Vragen van het lid De Wit aan de minister van Justitie en de staatssecretaris van Volksgezondheid, Welzijn en Sport over het bericht dat 500 kinderen ten onrechte in een jeugdgevangenis zitten.

De heer De Wit (SP):

Voorzitter. Volgens het bericht in de Volkskrant van afgelopen zaterdag verblijven ruim 500 kinderen in een jeugdgevangenis die daar niet thuishoren. Het gaat om kinderen met ernstige gedragsproblemen die dan terechtkomen te midden van jongeren die geplaatst zijn in een jeugdgevangenis op grond van strafbare feiten die ze gepleegd hebben. Naar mijn mening is dit niet de beste omgeving om te proberen, jongeren met gedragsproblemen weer in het gareel te brengen. Zij komen overigens in zo'n jeugdgevangenis, omdat er in de open inrichtingen geen plaats is of omdat ze dermate ernstige problemen hebben dat ze alleen in een gesloten inrichting behandeld kunnen worden. De minister-president heeft tijdens de algemene beschouwingen in september bepleit om in dit land aan preventie te doen, dat het essentieel is voor onze samenleving om hierop zwaar in te zetten.

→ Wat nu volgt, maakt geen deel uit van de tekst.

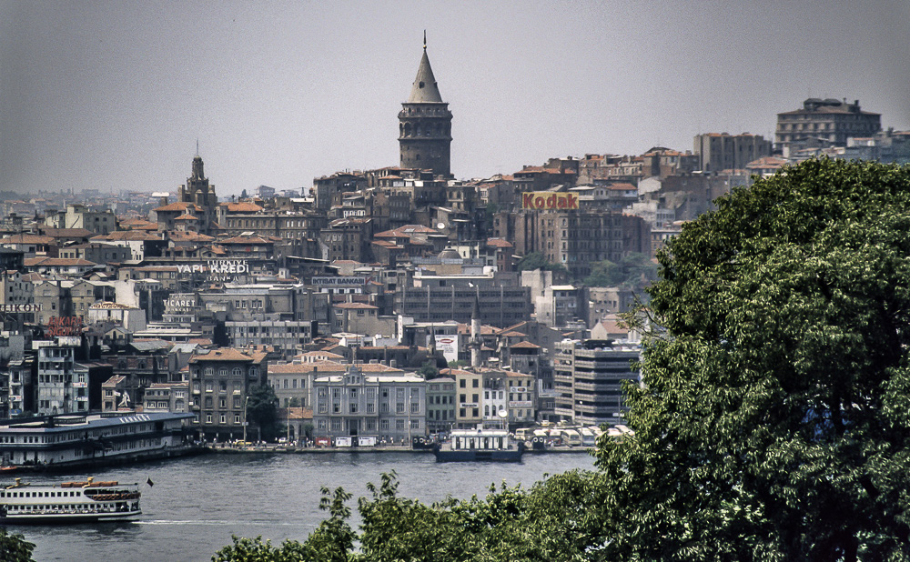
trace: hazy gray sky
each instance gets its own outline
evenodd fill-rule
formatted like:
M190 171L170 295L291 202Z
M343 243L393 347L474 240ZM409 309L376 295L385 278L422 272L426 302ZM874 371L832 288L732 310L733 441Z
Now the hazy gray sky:
M773 136L808 96L910 128L910 2L0 0L0 189L218 195L398 165L423 30L452 172Z

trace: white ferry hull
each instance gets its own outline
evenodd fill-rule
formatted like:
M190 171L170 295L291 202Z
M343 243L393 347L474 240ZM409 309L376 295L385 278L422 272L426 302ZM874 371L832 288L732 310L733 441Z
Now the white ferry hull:
M76 523L104 523L132 521L142 515L141 510L125 513L52 513L20 514L0 517L0 525L59 525Z
M0 525L128 521L142 514L138 484L116 481L23 483L0 487Z

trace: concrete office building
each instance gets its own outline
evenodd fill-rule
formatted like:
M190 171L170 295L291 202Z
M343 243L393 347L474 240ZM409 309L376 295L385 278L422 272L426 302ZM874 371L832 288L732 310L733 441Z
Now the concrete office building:
M638 381L632 362L639 348L613 346L609 340L568 340L556 344L553 386L556 415L580 425L621 423L622 382Z

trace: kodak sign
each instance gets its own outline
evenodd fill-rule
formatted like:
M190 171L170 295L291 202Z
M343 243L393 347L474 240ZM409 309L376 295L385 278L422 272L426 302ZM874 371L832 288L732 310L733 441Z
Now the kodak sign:
M573 193L526 191L521 194L521 208L538 211L578 209L578 196Z

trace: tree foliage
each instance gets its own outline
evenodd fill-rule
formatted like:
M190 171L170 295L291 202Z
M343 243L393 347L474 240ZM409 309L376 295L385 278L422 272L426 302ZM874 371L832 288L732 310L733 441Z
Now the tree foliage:
M623 286L642 289L657 279L657 264L644 254L632 253L619 264L610 260L595 262L584 278L588 286Z
M247 420L256 426L259 438L274 441L284 431L278 420L278 399L269 385L256 385L249 388L247 402Z
M19 534L10 535L0 528L0 560L8 562L34 562L32 551L35 545Z
M907 559L910 168L812 160L718 207L659 256L605 557Z
M542 269L544 271L561 272L565 275L569 274L569 270L564 266L548 262L546 256L540 252L531 252L518 260L518 263L515 264L515 269L518 271Z

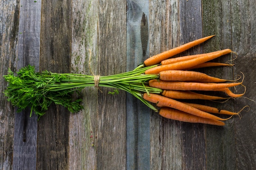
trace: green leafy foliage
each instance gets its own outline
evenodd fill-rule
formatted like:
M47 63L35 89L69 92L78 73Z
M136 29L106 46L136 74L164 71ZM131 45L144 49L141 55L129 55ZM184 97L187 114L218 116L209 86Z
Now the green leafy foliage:
M99 86L116 88L109 93L118 94L118 89L124 90L139 98L153 109L157 110L144 100L141 93L160 93L162 90L146 86L144 84L149 79L157 78L158 75L145 75L148 67L139 66L134 71L100 78ZM79 112L83 108L81 99L73 99L74 92L88 86L94 86L94 76L70 73L56 73L46 71L41 73L35 71L33 66L21 68L17 75L11 71L4 77L9 82L4 93L8 101L18 107L20 112L27 107L31 108L39 117L44 115L52 103L63 106L71 113Z

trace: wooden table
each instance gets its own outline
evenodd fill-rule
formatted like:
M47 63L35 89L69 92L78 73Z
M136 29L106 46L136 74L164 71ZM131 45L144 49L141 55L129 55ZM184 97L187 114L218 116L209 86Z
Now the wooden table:
M0 1L2 75L30 64L37 71L101 75L130 71L149 56L203 37L182 55L229 48L216 61L233 67L200 70L227 79L245 74L245 96L256 100L255 0ZM243 92L239 88L237 93ZM37 121L0 93L1 170L252 170L256 168L256 105L224 127L167 120L130 95L108 88L82 92L85 109L52 106ZM211 94L213 94L212 93ZM213 93L216 94L216 93Z

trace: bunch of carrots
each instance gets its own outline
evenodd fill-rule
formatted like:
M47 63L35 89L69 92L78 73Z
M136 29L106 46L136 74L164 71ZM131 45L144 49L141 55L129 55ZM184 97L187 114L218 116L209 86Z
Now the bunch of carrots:
M111 87L130 93L166 118L224 126L225 124L223 121L229 118L223 119L212 113L232 116L239 114L241 110L235 113L178 100L214 100L242 96L243 94L236 94L229 88L238 85L243 86L243 81L237 82L239 79L228 80L190 71L205 67L233 66L231 64L207 62L232 51L227 49L208 53L171 58L213 36L197 40L153 56L134 70L117 75L101 77L56 73L48 71L39 73L35 71L34 67L28 66L21 69L17 72L18 75L15 76L9 70L9 74L4 76L9 82L4 93L8 97L8 101L14 106L18 106L18 111L29 107L31 108L31 115L34 111L40 117L45 114L52 102L67 107L72 113L82 109L83 107L79 103L81 99L72 99L72 94L74 91L79 91L90 86ZM195 92L197 91L221 91L229 97L203 95ZM116 90L110 93L117 92ZM155 104L154 105L152 103Z
M166 118L191 123L200 123L224 126L221 121L227 120L210 113L233 115L238 115L225 110L201 104L179 102L175 99L200 99L218 100L227 99L218 96L203 95L191 91L219 91L225 92L230 97L242 96L243 94L233 93L229 88L242 85L242 82L235 82L209 76L205 74L190 71L194 68L214 66L230 66L233 65L207 62L232 51L229 49L212 53L188 55L173 58L169 58L202 43L214 35L209 36L185 44L151 57L144 62L149 66L161 63L150 68L145 74L158 74L159 78L149 81L150 87L163 90L162 95L147 93L143 94L146 100L156 104L160 107L159 114ZM231 82L231 83L224 83ZM243 108L243 109L244 108Z

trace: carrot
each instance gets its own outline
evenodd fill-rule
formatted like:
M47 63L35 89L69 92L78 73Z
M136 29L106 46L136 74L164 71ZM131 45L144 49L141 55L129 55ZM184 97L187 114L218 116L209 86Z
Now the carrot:
M200 117L171 108L161 108L159 110L159 115L167 119L186 122L199 123L220 126L225 125L224 122L219 120Z
M242 82L232 83L206 83L194 82L167 81L153 79L148 82L150 87L163 90L178 91L215 91L216 89L233 87L241 84ZM216 91L218 91L217 90Z
M200 68L204 67L216 67L217 66L234 66L235 64L231 64L222 63L219 62L207 62L197 65L193 67L187 68L186 70L193 70L195 68Z
M218 51L212 52L211 53L205 53L203 54L195 54L195 55L186 55L185 56L179 57L176 58L169 58L161 62L161 65L166 65L169 64L175 63L177 62L182 62L183 61L188 60L198 57L204 56L207 55L213 54L218 53Z
M162 93L164 96L176 99L201 99L203 100L218 100L228 98L199 94L191 91L178 91L164 90Z
M227 95L231 97L240 97L243 96L245 93L246 90L246 88L245 86L245 91L243 93L241 94L235 94L233 93L229 88L220 88L219 89L216 89L214 91L222 91L223 92L225 92Z
M221 82L233 81L211 77L206 74L193 71L168 70L159 73L159 78L165 81L194 81Z
M219 120L227 119L222 119L218 116L200 110L180 102L156 94L149 93L149 95L146 93L145 93L143 94L143 97L144 99L148 102L159 104L162 106L175 108L200 117Z
M167 59L168 58L189 49L194 46L201 44L214 36L215 35L211 35L196 40L152 56L145 60L144 61L144 64L146 66L150 66L159 64L162 61Z
M145 73L146 74L158 74L161 71L166 70L185 70L187 68L191 68L211 60L224 55L228 54L231 52L231 50L226 49L218 51L218 52L216 53L188 60L177 62L169 64L158 66L146 70Z
M196 104L194 103L189 103L183 102L186 104L190 106L200 110L204 112L208 112L212 113L220 114L222 115L238 115L242 110L243 110L246 106L244 107L241 109L238 112L235 113L230 112L223 109L219 109L213 107L211 107L208 106L203 105L202 104Z

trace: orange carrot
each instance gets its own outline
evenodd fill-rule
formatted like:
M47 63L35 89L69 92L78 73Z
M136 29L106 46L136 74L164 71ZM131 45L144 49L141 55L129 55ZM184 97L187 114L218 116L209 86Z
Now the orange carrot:
M167 81L156 79L148 82L149 86L163 90L178 91L214 91L241 84L242 82L231 83L204 83L194 82ZM218 90L217 90L218 91Z
M194 103L189 103L187 102L183 102L186 104L187 104L189 106L192 106L195 108L196 108L198 109L199 109L200 110L203 111L204 112L208 112L212 113L220 114L222 115L238 115L242 111L243 109L240 110L238 113L234 113L230 112L229 111L223 109L219 109L218 108L216 108L213 107L209 106L208 106L203 105L199 104L195 104Z
M191 91L178 91L164 90L162 95L168 98L175 99L200 99L203 100L219 100L228 98L199 94Z
M171 108L161 108L159 110L159 115L167 119L186 122L199 123L220 126L225 125L224 122L219 120L200 117Z
M246 91L245 89L245 91L243 93L241 94L235 94L233 93L229 88L220 88L219 89L216 89L214 91L222 91L223 92L225 92L227 95L231 97L240 97L243 96L245 93L245 91Z
M218 116L200 110L180 102L156 94L149 93L149 95L148 95L147 93L145 93L143 94L143 97L144 99L148 102L159 104L161 106L175 108L200 117L219 120L227 119L222 119Z
M187 68L186 69L186 70L193 70L195 68L200 68L204 67L215 67L217 66L234 66L235 64L226 64L222 63L219 62L207 62L200 64L197 65L193 67Z
M211 35L196 40L195 41L175 48L174 49L171 49L171 50L152 56L145 60L144 64L146 66L150 66L159 64L162 60L167 59L168 58L188 50L194 46L201 44L214 36L215 36L215 35Z
M225 82L225 79L211 77L206 74L193 71L182 70L168 70L159 73L159 78L165 81L193 81L210 82Z
M218 51L218 53L200 57L188 60L177 62L169 64L158 66L146 70L145 74L158 74L161 71L166 70L185 70L196 65L208 62L225 54L230 53L232 51L229 49Z
M214 51L211 53L204 53L203 54L195 54L195 55L186 55L185 56L179 57L176 58L169 58L161 62L161 65L166 65L169 64L175 63L177 62L182 62L183 61L188 60L198 57L204 56L207 55L213 54L218 51Z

Mijn eerste vraag aan de beide bewindslieden is wat zij vinden van de situatie waarin deze 500 kinderen zich bevinden en hoe zij die vanuit het oogpunt van preventie beoordelen. Het aantal van 500 kinderen heeft bij mij in ieder geval de nodige vragen opgeroepen. Bovendien komt er volgens deskundigen geen einde aan deze situatie en ziet het ernaar uit dat er steeds meer kinderen in deze situatie zullen komen. Vinden beide bewindslieden dat deze jeugdigen de juiste behandeling krijgen in deze besloten jeugdgevangenissen? Als inderdaad sprake is van een specifieke groep, die steeds groter wordt, moeten wij dan niet streven naar een opvang van juist deze groep jongeren buiten de sfeer van het strafrecht en toegespitst op hun eigen ernstige gedragsprobleem?

Minister Donner:

Voorzitter. Het krantenartikel, waarover de heer De Wit mij vraagt, is een slag in de lucht. In de eerste plaats gaat het niet over gevangenissen en in de tweede plaats berust het artikel op de vooronderstelling dat een jeugdige alleen in geval van straf in een dergelijke inrichting mag zitten. Dat klopt niet, want wat hier gebeurt, berust uitdrukkelijk op de wet, in dit geval op artikel 261, derde lid, van het Burgerlijk Wetboek dat bepaalt dat de ondertoezichtstelling van jeugdigen in een gesloten inrichting kan plaatsvinden. Wij moeten ons niet laten misleiden door de verzamelnaam "jeugdinrichtingen" die wij voor gevangenissen en inrichtingen als deze gebruiken. Deze verzamelnaam betekent niet dat het hier om een situatie van gevangenhouding gaat. Betrokkenen zitten in een apart programma dat in het bijzonder gericht is op de opvoeding. Dit programma wordt gezien als een orthopedagogische maatregel. Overdag wordt gewoon scholing gevolgd, ook in scholen die vallen onder Onderwijs. Alleen 's avonds is sprake van een gesloten kamer. Dit is zo, omdat het jongeren betreft die in de gewone internaten en inrichtingen niet kunnen worden gehandhaafd en daar weglopen. Zij zitten hier dus niet wegens gebrek aan plaats elders. Zij maken daar juist ruimte doordat zij daar niet blijven zitten. Het alternatief voor deze situatie is dat betrokkenen over straat zwerven. Derhalve is uit een oogpunt van preventie deze oplossing de meest aangewezen. Het gaat ook niet over de vraag of hiervoor aparte inrichtingen moeten komen. In de meeste gevallen gaat het om aparte inrichtingen die hierop zijn gericht en is in die zin geen sprake van vermenging van beide.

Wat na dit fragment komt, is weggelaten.